CON-CS/COMANDAMENTI:FILM/FOLEY             VIS 20021204 (380)

SALUTO PAPA MARINA MILITARE ITALIANA FESTA SANTA BARBARA


CITTA' DEL VATICANO, 4 DIC. 2002 (VIS). Questa mattina, al termine dell'Udienza Generale del mercoledì, il Santo Padre Giovanni Paolo II ha ricevuto nella Basilica Vaticana, gli ufficiali e i marinai della Marina Militare Italiana, accompagnati dall'Arcivescovo Giuseppe Mani, Ordinario Militare, presente il Ministro della Difesa e lo Stato Maggiore, in occasione della memoria liturgica della Patrona Santa Barbara.

  "La ricorrenza di Santa Barbara" - ha detto il Papa - "riunisce ogni anno la Marina Militare per celebrare, con speciale devozione, colei che costituisce un modello di vita e di servizio anche per i marinai.

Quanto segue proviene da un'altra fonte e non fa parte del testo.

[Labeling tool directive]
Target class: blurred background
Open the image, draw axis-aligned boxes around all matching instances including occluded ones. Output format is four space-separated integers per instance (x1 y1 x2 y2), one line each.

Questa giovane martire ha reso un'impavida testimonianza della sua fede, non temendo di affrontare la morte pur di non venir meno al suo impegno di fedeltà a Cristo e al Vangelo".

  "Anche voi, cari marinai, siete chiamati a dare prova di fedeltà a Dio e ai fratelli, adoperandovi generosamente come ministri della sicurezza e della libertà del vostro popolo e concorrendo così in modo efficace alla stabilità e alla pace. Il vostro servizio, non privo di sacrifici, vi porta ad incontrare persone e popoli di culture diverse in tutto il mondo".

  "Come cristiani vi è chiesto di testimoniare la fede in modo coerente. Per essere efficaci strumenti di pace in ogni ambiente, mantenete, cari militari, un contatto ininterrotto con Cristo nella preghiera. Sarete così in grado di indicare anche agli altri il cammino che conduce al Signore, via, verità e vita".
AC/MARINA:SANTA BARBARA/…                 VIS 20021204 (250)

APPELLO PER LA PACE IN VENEZUELA


CITTA' DEL VATICANO, 4 DIC. 2002 (VIS). Al termine dell'Udienza Generale di oggi, tenutasi nell'Aula Paolo VI, il Santo Padre ha lanciato un appello per la pace in Venezuela, teatro in questi giorni di una serie di conflitti sociali e politici, e di scontri nella capitale Caracas fra civili e membri delle forze dell'ordine:

  "Di fronte alle notizie provenienti dal Venezuela, chiedo al Dio di ogni consolazione di sostenere questa diletta Nazione in questo momento difficile della sua storia, affinché vi regni la pace e la concordia sociale, impegnandosi tutti in un dialogo che sia di beneficio al Paese al fine di raggiungere una giustizia autentica, fondata sulla verità e la solidarietà".
AG/APPELLO PACE VENEZUELA/…                 VIS 20021204 (100)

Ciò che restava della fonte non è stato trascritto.